Vatican City, Jul 3, 2025 /
13:02 pm
Cardinal Victor Manuel Fernández, prefect of the Dicastery for the Doctrine of the Faith, said Thursday that judges have been selected to hear the trial of Father Marko Rupnik, a former Jesuit accused of sexual abuse against women.
The cardinal told journalists that the judges chosen are “independent and external” to the dicastery but did not indicate when the Slovenian priest’s trial is set to take place in the Vatican.
“The idea was, if possible, to eliminate the idea that the Dicastery for the Doctrine of the Faith or the Holy See had any interest or were subjected to pressure,” he said.
Rupnik, whose religious artworks can be found in shrines and churches around the world, has been accused by at least a dozen women, mostly former nuns, of sexual, psychological, and spiritual abuse that reportedly occurred over the past three decades.
In May 2019, the then-Congregation for the Doctrine of the Faith launched a criminal administrative process against Rupnik after the Society of Jesus reported credible complaints of abuse by the priest to the Vatican.
One year later, the congregation declared Rupnik to be in a state of “latae sententiae” excommunication in May 2020. His excommunication lasted only two weeks.
The Society of Jesus subsequently expelled Rupnik from the religious congregation in June 2023 for his “stubborn refusal to observe the vow of obedience.”
Since allegations of abuse against Rupnik first became public in 2018, several Church leaders and Catholic groups around the world have increasingly called for the removal of sacred art created by the former Jesuit.
On March 31, the Shrine of Our Lady of Lourdes in France announced its decision to cover Rupnik mosaics found at the entrances to the Basilica of Our Lady of the Rosary.
The Dicastery for Communication, meanwhile, removed digital images of Rupnik’s art from its Vatican News website on June 9.
The changes came days after Pope Leo met with members of the Pontifical Commission for the Protection of Minors on June 5.
The Holy Father also met with Cardinal Seán O’Malley, president of the Vatican body commissioned with safeguarding vulnerable adults and children, within the first week of his pontificate on May 14.

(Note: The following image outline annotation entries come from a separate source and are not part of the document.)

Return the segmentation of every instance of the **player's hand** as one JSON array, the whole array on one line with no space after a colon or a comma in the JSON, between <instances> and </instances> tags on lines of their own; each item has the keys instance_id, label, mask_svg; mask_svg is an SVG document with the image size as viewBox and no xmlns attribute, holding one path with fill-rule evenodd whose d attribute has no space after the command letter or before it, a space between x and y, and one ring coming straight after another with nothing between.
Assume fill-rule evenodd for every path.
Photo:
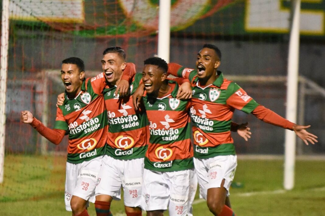
<instances>
[{"instance_id":1,"label":"player's hand","mask_svg":"<svg viewBox=\"0 0 325 216\"><path fill-rule=\"evenodd\" d=\"M176 95L176 98L180 100L188 99L192 97L192 87L191 84L184 83L179 86Z\"/></svg>"},{"instance_id":2,"label":"player's hand","mask_svg":"<svg viewBox=\"0 0 325 216\"><path fill-rule=\"evenodd\" d=\"M140 104L140 101L142 97L143 93L144 93L144 84L142 83L139 85L139 87L136 89L132 95L132 99L133 103L133 106L136 110L137 110L139 108L139 105Z\"/></svg>"},{"instance_id":3,"label":"player's hand","mask_svg":"<svg viewBox=\"0 0 325 216\"><path fill-rule=\"evenodd\" d=\"M28 110L22 111L20 113L20 121L26 124L30 124L33 121L33 114Z\"/></svg>"},{"instance_id":4,"label":"player's hand","mask_svg":"<svg viewBox=\"0 0 325 216\"><path fill-rule=\"evenodd\" d=\"M315 144L315 142L318 142L318 141L316 139L318 138L316 135L308 132L305 129L310 127L310 125L305 126L304 125L299 125L295 124L292 127L293 131L298 137L303 140L305 144L308 145L308 142L313 144Z\"/></svg>"},{"instance_id":5,"label":"player's hand","mask_svg":"<svg viewBox=\"0 0 325 216\"><path fill-rule=\"evenodd\" d=\"M237 130L238 134L246 141L248 141L248 138L251 138L251 135L252 135L252 132L250 131L251 129L247 126L248 124L248 122L241 124L238 126L238 128Z\"/></svg>"},{"instance_id":6,"label":"player's hand","mask_svg":"<svg viewBox=\"0 0 325 216\"><path fill-rule=\"evenodd\" d=\"M64 102L64 93L61 93L58 96L57 98L57 107L63 105Z\"/></svg>"},{"instance_id":7,"label":"player's hand","mask_svg":"<svg viewBox=\"0 0 325 216\"><path fill-rule=\"evenodd\" d=\"M120 97L124 97L129 94L129 87L130 84L129 82L125 80L121 79L119 82L119 84L116 86L116 90L115 90L114 94L115 95L120 94Z\"/></svg>"}]
</instances>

In June 2024, O’Malley sent a letter to the dicasteries of the Roman Curia expressing hope that “pastoral prudence would prevent displaying artwork in a way that could imply either exoneration or a subtle defense” of those accused of abuse.
“We must avoid sending a message that the Holy See is oblivious to the psychological distress that so many are suffering,” O’Malley wrote in a letter to Curia leaders last year.